La formulation la plus simple serait de reprendre dans le texte de loi une partie des termes de la Déclaration de 2001 en indiquant, par exemple, que « les collectivités au titre de leur mission de développement culturel du territoire organisent librement leur politique culturelle pour « assurer une interaction harmonieuse et un vouloir vivre ensemble de personnes et de groupes aux identités culturelles à la fois plurielles, variées et dynamiques », pour favoriser « les échanges culturels et l’épanouissement des capacités créatrices qui nourrissent la vie publique ».

En définitive, la FNCC incite le gouvernement à affirmer une approche globale (politique au sens propre) des enjeux culturels et artistiques locaux, et non plus une approche sectorielle limitée à l’offre de biens culturels et à leur réception par des publics.

Dans une société ouverte et soucieuse de proximité avec les citoyens, les politiques culturelles devraient ainsi mieux répondre à la nécessité de permettre aux cultures, dans leur diversité, de faire humanité ensemble, selon la définition de la Déclaration de Fribourg sur les droits culturels.

Ces exigences de sens pour la culture devront être associées à la nécessité de rendre la gouvernance des politiques culturelles plus partenariales entre les collectivités et avec les services de l’Etat.
Elles nécessiteront, de même, le développement de concertations ouvertes sur la politique culturelle (Le texte cite l’Agenda 21 de la culture).

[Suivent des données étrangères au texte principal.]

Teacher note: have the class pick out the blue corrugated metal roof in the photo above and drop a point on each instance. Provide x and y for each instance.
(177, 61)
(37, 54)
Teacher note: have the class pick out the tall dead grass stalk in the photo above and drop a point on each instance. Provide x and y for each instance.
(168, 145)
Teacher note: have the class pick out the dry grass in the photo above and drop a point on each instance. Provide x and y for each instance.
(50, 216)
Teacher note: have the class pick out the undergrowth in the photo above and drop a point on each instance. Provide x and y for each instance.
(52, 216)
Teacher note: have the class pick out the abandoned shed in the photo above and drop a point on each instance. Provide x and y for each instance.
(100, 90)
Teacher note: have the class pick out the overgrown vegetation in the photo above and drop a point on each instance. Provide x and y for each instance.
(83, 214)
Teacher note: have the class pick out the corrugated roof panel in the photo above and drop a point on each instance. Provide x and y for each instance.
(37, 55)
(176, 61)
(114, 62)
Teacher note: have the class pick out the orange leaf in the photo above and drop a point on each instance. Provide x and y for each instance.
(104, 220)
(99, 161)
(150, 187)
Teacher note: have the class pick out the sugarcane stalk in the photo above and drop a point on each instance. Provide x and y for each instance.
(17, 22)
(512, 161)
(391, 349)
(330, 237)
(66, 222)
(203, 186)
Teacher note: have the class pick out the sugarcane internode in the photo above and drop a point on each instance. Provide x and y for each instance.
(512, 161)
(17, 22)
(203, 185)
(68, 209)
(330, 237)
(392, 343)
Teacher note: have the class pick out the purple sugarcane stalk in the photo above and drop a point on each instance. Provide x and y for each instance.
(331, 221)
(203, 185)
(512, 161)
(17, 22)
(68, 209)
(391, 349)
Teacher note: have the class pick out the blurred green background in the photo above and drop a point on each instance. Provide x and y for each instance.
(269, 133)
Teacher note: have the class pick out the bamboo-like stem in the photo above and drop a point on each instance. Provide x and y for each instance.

La FNCC appelle ainsi à promouvoir « la participation des citoyens dans les prises de décisions », ce qui est très nouveau pour les politiques culturelles françaises qui ont longtemps résisté à cet impératif.

Dans la mesure où les conventions Unesco sur la diversité culturelle prévoient toutes la mobilisation de la société civile, nous ne pouvons faire moins en France que ce que nous avons applaudi à l’Unesco, d’autant que les élus locaux de la FNCC réclament, eux-mêmes, ce renforcement nécessaire de la concertation démocratique pour mieux apprécier les enjeux culturels territoriaux.

Il est certain que nos engagements à l’Unesco sur la diversité culturelle peuvent faire débat s’ils étaient repris in extenso dans un texte législatif concernant la décentralisation. Toutefois, indiquer dans la loi de décentralisation, l’enjeu culturel de la diversité serait ouvrir une voie que les élus de la FNCC accueilleraient avec intérêt, pour que la politique culturelle puisse enfin relier les personnes pour un meilleur vivre ensemble dans la république décentralisée, à l’heure d’une mondialisation croissante.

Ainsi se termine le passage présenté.